Reading Group Guide
The following list of questions about this book are intended as resources to aid individual readers and book groups who would like to learn more about the author and this novel. We hope that this guide will provide you a starting place for discussion, and suggest a variety of perspectives from which you might approach this book.
- After her death, Chika first appears to Albom the morning of his father’s funeral. Why do you think the author chose to use these “dialogues” to help tell the story?
- Why is it particularly difficult for Albom to write about Chika at first?
- Chika suggests to Albom that one can indeed forget a loved one. What might she mean? What kinds of things might cause the fading of such important memories and feelings?
- What are healthy ways to maintain powerful connections to lost loved ones? In what ways might such attachment become unhealthy?

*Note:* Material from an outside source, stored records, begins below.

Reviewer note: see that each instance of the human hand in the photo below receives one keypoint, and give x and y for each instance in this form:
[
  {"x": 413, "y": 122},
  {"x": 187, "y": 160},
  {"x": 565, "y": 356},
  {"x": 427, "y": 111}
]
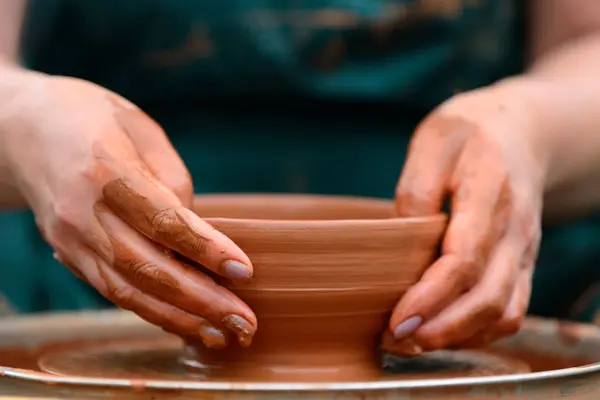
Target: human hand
[
  {"x": 479, "y": 149},
  {"x": 112, "y": 198}
]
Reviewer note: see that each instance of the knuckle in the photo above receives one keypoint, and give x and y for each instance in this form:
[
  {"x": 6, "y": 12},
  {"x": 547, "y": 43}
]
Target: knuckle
[
  {"x": 123, "y": 296},
  {"x": 493, "y": 308},
  {"x": 151, "y": 276},
  {"x": 165, "y": 223},
  {"x": 467, "y": 273}
]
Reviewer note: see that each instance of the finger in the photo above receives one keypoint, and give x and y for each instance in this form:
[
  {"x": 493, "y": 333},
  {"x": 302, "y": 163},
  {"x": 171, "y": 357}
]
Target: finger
[
  {"x": 404, "y": 348},
  {"x": 154, "y": 149},
  {"x": 159, "y": 313},
  {"x": 482, "y": 306},
  {"x": 432, "y": 155},
  {"x": 478, "y": 220},
  {"x": 151, "y": 269},
  {"x": 153, "y": 211},
  {"x": 90, "y": 268},
  {"x": 511, "y": 321}
]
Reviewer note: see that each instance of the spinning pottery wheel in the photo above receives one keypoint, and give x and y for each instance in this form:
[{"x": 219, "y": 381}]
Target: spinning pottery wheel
[{"x": 113, "y": 354}]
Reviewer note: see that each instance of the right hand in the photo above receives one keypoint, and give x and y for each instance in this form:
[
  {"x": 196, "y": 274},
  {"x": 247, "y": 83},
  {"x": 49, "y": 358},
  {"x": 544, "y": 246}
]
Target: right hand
[{"x": 112, "y": 197}]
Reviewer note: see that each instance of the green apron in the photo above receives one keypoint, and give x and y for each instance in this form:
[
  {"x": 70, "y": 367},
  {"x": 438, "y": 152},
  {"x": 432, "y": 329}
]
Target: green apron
[{"x": 316, "y": 96}]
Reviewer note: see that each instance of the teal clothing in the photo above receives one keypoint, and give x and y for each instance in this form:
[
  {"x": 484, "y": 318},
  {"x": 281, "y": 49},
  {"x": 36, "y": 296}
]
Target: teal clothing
[{"x": 316, "y": 96}]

- Consider the various allusions to stories (The House at Pooh Corner, The Chronicles of Narnia, etc.) throughout the book. What is so important about stories for children? What role should narrative play in a healthy adult life?

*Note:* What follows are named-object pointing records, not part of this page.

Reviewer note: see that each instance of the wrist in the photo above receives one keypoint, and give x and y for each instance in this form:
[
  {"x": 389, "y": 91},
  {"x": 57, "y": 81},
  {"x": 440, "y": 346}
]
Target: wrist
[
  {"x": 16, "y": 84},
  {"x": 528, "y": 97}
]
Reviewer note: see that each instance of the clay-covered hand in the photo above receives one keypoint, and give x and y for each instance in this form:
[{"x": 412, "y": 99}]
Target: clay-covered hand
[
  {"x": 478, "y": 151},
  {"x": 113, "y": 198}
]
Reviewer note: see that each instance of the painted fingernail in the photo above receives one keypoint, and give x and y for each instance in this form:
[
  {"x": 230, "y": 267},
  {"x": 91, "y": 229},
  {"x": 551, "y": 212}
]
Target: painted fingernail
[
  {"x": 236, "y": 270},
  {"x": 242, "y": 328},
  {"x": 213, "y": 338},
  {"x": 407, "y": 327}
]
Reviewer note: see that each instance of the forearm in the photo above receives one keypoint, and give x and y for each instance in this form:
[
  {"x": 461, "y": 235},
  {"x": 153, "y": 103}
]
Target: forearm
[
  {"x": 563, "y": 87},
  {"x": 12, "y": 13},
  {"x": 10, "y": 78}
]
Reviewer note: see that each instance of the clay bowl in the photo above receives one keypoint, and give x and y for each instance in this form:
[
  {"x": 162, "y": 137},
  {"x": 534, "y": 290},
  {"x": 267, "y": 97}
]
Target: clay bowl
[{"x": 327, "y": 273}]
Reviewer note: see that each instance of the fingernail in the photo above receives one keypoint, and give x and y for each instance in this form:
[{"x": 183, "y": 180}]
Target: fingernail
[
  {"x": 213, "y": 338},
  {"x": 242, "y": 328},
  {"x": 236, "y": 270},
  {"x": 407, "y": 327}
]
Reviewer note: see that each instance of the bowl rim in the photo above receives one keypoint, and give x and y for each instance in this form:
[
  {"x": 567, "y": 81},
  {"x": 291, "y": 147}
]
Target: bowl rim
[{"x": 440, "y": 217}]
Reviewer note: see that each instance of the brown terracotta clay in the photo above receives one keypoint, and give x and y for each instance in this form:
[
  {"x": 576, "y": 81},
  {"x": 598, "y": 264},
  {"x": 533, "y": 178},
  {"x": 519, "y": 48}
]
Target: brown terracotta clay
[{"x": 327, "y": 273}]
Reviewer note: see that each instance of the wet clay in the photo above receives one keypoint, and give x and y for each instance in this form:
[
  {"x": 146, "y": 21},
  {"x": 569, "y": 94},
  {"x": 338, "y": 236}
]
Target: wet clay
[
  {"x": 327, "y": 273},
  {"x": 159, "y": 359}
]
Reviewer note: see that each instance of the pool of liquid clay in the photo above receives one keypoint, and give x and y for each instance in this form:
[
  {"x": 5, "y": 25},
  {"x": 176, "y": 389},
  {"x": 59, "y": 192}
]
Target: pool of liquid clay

- What does Albom mean when he says that “hoarding time” is the most selfish of acts?
- What is the epiphany Albom has when watching the children sing and dance beneath sprays of water? How does this powerful experience change him?
- What does Albom mean when he admits that his “sense of control was obliterated” by Chika’s illness? Why was this valuable for him? What’s a healthy balance of control and acceptance in one’s life?
- What does Albom mean when he says that awful news is “literally a bend in your life”? Why is how you decide to frame and respond to such a challenge so important?
- How is Albom’s profound experience with Morrie Schwartz relevant to that with Chika?
- What might it mean that “you can have more than one journey of your life”?
- How is “a child…both an anchor and a set of wings”?
- Albom confesses to Chika that he was “a foolish man in many ways.” What does he mean? How does he explain his unwise behavior and decisions? How did Chika help change this?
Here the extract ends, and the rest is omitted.